Billet de train
Billet de train
Extrait d'un billet de train.
Au matin, la gare de Phetchaburi était bondée. Sur le quai, une vieille dame d'au moins 30 ans mon aînée m'offrit sa place sur un banc et j'ai dû insister pour le refuser... Il s'avéra qu'elle et son mari allaient aussi à Hua Hin et ils me prirent sous leur "protection", même s'ils ne parlaient pas l'anglais.
Lorsque nous sommes montés à bord, le train de 3e classe était déjà surchargé. Des jeunes ont laissé leur banquette au couple âgé, qui à son tour m'y fit une petite place, coïncée entre les deux tourtereaux. J'étais un peu embarrassé, puisque les jeunes qui avaient occupé ce banc se tenaient maintenant debout...
L'espace était restreint, mais le trajet pour Hua Hin ne dura que 75 minutes. Dès l'arrivée, j'ai pu constater une grande différence par rapport à Phetchaburi. Gare plus élégante, présence de nombreux occidentaux. Même les rues semblaient plus proprettes.

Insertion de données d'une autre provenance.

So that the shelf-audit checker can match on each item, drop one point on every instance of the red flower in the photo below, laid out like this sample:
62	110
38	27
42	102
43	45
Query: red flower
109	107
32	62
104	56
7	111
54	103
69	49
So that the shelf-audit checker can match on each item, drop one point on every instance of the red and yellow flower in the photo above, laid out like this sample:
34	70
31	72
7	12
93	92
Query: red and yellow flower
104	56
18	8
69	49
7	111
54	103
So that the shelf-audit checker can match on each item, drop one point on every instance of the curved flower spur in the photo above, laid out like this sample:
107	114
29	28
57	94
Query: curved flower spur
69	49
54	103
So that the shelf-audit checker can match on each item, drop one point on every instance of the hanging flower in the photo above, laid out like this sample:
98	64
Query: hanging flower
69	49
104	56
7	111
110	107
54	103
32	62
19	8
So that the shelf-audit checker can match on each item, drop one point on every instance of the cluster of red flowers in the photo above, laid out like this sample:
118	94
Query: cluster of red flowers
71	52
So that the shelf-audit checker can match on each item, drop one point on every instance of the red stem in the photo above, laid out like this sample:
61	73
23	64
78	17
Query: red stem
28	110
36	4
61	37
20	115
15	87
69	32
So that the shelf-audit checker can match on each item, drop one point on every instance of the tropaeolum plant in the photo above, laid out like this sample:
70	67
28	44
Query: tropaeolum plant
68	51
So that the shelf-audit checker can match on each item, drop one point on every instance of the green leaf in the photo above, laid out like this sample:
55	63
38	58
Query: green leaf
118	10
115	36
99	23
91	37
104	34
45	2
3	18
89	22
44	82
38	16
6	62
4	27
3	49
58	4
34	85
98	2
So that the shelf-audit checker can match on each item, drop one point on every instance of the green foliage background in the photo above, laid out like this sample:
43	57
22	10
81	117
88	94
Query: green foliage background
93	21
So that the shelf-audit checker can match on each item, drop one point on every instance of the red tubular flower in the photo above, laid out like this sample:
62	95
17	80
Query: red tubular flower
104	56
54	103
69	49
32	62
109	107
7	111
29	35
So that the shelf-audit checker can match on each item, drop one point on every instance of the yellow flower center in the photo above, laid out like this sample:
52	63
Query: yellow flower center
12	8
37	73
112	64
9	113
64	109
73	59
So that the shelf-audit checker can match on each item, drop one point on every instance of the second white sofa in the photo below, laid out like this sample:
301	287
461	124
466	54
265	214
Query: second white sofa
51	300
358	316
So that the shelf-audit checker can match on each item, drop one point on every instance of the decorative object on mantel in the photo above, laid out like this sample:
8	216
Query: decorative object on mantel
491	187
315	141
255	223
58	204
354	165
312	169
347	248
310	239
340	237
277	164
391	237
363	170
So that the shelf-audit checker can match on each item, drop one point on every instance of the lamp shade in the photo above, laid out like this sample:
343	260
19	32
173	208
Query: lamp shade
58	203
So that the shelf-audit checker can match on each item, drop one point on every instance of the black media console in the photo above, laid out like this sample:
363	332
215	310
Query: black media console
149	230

Tout en cherchant un endroit pour la nuit, j'ai marché en ville, histoire de voir un peu l'allure de l'endroit. Plus commercial. En fait, Phetchaburi était aussi très commerciale; partout ça grouillait de marchandage. Mais à Hua Hin, il y a beaucoup plus de commerces de bebelles inutiles à l'occidentale. Et des restos italiens, français...
J'ai choisi une pension que le Lonely Planet décrivait comme "amicale", mais ce qu'on voyait en arrivant là, c'était le pub du rez-de-chaussée, avec ses gros messieurs accotés au bar, le patron débarquant avec ses gros sacs de golf, pendant que jouaient, coup sur coup, les chansons "American Pie" et "Born in the USA". J'appris plus tard que le patron n'était pas Américain, mais Canadien, de la Saskatchewan.
Ma chambre était impeccablement propre, mais je m'ennuyais déjà de l'hôtel miteux, bruyant et plein de geckos de Phetchaburi.
En fait, je dirais qu'il faut se méfier des villes au sujet desquelles les guides touristiques présentent une section "divertissement". "Divertissement" semble le plus souvent synonyme de "bar", "pub", ou autres conneries pour touristes, où on ne retrouve pratiquement aucun élément de la culture locale.
Alors qu'en débarquant à Phetchaburi je m'étais demandé: "dans quoi je me suis embarqué?", à Hua Hin, ma première réaction fut tout simplement: "beurk". J'ai malgré tout décidé de laisser une petite chance à Hua Hin de se faire apprécier, en y séjournant plus d'une journée. Et puis il n'est pas toujours désagréable de se tremper les pieds sur une plage au bord de la mer!